We were pleased to see that the artifacts uncovered resembled Xiongnu artifacts found at other sites in central and northeastern Mongolia, thus showing continuity across vast distances. Some artifacts, like the Chinese-style bronze mirror fragments, show that the Xiongnu community at our site had a relationship with other regional powers. We stayed up late the last few nights before leaving the site, working by the light of our headlamps to get all of the artifacts packed.

When I returned to Ulaanbataar, I spent two weeks working at the National Museum of Mongolia under the direction of Ts. Egiimaa, an archaeologist and curator of Xiongnu materials. I learned how to take the artifacts from a dig and transition them into storage: in our case, this meant registering the artifacts in a database, then creating inventories of each box of artifacts, labeling each box, and sorting the boxes into the proper storage location. The contrast between working on site in western Mongolia to working in a museum was high: I could go to the store to buy supplies and I could do research on the Internet, but I couldn’t spend my lunch break hiking in the mountains.
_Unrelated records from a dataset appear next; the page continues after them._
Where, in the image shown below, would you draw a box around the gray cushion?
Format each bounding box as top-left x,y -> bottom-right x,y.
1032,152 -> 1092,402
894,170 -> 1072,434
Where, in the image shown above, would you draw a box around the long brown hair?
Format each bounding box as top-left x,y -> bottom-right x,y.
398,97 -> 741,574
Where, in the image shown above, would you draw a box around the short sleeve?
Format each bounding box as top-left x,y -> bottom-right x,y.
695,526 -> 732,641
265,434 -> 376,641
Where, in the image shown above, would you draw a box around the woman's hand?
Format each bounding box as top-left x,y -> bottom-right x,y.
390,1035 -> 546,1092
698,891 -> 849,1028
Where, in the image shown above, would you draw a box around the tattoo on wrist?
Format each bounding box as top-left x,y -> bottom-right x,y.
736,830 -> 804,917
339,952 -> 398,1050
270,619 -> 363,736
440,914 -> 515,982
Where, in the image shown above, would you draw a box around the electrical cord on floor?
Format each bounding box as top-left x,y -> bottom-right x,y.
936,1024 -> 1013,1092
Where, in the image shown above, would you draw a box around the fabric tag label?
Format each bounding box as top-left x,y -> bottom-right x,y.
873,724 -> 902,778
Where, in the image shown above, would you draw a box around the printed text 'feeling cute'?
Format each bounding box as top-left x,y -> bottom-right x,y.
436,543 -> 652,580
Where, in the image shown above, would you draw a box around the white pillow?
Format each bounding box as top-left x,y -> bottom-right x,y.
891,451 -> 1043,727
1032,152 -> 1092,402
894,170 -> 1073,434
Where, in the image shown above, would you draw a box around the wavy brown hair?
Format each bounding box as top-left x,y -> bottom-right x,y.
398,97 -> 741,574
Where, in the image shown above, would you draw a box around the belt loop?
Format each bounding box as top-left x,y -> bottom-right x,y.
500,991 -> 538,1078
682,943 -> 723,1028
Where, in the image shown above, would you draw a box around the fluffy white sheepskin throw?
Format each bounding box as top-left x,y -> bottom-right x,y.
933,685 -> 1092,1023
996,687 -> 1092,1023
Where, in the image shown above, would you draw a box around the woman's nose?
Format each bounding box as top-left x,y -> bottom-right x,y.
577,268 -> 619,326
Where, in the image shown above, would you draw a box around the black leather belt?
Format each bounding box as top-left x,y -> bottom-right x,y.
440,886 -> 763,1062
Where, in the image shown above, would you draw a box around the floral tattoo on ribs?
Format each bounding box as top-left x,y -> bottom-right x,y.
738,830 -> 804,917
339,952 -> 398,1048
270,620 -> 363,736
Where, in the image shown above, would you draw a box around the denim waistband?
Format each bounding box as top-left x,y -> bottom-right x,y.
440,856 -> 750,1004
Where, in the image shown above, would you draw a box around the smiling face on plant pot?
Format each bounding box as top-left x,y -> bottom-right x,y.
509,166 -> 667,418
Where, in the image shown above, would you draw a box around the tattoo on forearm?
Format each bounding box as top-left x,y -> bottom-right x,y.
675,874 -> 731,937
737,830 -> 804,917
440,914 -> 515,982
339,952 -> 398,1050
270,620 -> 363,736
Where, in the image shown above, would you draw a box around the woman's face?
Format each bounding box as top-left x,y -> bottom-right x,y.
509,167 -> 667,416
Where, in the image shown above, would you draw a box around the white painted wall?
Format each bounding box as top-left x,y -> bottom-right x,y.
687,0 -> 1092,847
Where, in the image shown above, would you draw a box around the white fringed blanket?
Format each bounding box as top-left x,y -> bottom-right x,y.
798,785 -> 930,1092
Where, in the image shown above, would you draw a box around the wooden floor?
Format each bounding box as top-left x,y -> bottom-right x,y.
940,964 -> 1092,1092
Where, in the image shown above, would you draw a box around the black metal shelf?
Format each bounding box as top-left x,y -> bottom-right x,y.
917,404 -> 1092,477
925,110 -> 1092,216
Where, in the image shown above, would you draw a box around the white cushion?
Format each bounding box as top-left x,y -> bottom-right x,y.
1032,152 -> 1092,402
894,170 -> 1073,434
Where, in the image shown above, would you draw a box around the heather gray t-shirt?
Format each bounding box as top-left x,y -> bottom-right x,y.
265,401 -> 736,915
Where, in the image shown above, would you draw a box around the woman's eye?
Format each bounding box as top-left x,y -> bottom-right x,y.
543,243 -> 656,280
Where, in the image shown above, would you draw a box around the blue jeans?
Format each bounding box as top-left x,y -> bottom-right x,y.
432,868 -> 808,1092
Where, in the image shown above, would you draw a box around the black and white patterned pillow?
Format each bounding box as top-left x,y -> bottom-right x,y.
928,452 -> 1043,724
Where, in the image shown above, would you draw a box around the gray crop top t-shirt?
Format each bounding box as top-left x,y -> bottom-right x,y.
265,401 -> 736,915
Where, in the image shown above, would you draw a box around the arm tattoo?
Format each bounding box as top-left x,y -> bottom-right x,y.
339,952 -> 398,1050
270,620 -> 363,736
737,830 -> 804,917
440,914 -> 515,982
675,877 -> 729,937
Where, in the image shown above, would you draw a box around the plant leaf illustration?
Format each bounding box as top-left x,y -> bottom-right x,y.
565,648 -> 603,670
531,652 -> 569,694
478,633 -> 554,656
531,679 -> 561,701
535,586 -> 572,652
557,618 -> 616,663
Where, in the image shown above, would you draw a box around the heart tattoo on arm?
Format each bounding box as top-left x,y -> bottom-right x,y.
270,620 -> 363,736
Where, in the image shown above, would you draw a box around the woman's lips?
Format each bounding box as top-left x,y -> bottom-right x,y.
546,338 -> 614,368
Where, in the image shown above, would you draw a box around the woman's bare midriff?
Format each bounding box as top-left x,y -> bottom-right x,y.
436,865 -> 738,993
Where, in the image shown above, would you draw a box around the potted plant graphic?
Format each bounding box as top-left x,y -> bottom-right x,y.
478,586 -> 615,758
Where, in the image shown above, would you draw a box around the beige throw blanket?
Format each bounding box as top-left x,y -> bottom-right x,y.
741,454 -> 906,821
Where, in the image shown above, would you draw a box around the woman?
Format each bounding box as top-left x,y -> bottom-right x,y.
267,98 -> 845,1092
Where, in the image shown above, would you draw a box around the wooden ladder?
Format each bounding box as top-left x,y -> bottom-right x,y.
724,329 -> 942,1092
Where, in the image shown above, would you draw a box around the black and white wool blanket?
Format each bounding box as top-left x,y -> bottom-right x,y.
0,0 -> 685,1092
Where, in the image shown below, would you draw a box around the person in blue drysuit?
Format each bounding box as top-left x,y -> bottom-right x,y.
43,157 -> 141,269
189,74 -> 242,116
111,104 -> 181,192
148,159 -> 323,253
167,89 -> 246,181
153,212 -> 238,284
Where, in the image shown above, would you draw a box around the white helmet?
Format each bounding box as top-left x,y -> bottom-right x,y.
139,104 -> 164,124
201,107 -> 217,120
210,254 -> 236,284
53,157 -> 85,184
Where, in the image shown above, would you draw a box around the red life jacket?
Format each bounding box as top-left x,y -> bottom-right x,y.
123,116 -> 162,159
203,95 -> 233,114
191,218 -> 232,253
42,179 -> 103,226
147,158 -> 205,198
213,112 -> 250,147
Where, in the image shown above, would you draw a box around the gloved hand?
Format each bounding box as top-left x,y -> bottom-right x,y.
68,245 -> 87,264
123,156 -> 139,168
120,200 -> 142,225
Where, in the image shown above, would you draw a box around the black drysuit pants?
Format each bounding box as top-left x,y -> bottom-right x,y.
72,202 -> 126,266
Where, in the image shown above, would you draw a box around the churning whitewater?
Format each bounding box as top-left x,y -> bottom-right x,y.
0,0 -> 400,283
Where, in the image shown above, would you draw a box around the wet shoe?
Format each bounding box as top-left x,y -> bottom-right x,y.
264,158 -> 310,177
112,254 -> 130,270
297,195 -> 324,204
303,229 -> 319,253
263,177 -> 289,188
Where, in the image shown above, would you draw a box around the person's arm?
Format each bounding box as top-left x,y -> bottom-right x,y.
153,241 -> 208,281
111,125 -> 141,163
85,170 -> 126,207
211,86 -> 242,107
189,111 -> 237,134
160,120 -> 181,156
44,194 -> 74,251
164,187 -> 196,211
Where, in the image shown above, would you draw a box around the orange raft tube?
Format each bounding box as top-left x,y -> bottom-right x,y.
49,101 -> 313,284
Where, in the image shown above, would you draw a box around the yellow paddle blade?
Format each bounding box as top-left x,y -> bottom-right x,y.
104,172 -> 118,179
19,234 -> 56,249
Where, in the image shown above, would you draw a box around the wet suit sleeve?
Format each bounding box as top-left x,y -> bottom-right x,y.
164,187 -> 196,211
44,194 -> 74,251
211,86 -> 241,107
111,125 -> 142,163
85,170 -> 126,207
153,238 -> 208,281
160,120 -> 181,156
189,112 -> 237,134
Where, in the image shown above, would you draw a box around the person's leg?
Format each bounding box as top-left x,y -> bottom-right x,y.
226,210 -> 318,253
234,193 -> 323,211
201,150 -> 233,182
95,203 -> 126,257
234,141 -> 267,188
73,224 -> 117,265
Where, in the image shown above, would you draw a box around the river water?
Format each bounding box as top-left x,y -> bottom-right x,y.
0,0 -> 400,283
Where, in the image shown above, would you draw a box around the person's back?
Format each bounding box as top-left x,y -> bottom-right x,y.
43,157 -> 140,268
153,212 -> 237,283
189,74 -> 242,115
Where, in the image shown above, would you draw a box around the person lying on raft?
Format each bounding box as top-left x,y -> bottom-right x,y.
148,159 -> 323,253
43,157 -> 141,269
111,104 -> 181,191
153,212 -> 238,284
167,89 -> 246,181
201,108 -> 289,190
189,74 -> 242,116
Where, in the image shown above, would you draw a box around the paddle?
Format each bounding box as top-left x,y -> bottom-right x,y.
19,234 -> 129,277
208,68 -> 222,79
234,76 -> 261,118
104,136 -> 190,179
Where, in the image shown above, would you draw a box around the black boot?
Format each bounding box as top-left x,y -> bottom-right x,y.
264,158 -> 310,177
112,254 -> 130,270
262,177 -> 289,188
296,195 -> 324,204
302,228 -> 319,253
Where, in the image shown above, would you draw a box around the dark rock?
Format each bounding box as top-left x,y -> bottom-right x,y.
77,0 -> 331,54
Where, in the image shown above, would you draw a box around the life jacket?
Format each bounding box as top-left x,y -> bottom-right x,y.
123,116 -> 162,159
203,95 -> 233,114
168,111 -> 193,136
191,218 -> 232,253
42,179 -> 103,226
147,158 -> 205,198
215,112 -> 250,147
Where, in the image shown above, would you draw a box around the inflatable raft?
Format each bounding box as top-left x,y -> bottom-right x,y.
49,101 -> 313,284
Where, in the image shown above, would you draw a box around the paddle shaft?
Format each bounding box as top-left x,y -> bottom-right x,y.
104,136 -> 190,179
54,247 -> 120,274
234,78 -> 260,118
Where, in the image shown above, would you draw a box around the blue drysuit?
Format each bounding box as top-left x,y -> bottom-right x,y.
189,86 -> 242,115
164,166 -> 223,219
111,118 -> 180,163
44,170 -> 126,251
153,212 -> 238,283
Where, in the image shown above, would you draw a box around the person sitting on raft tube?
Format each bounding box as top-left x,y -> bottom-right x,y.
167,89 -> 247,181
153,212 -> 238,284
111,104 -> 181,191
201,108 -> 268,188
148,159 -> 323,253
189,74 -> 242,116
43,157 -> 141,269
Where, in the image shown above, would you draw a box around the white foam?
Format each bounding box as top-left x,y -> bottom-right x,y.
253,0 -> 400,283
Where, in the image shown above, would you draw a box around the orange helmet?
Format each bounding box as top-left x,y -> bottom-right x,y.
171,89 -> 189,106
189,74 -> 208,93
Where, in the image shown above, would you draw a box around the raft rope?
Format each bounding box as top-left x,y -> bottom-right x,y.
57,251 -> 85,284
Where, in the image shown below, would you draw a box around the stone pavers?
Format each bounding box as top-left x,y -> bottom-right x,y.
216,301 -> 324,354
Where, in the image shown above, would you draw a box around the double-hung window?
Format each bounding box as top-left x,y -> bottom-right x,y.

I left Mongolia with a deep appreciation of the challenges and joys of archaeological conservation in the field. What’s more, the experience made me even more excited to enter a graduate program in conservation in order to continue learning. I am grateful to the AIA for awarding me the Jane C. Waldbaum Archaeological Field School Scholarship, which helped me confirm that conservation is indeed what I would like to do.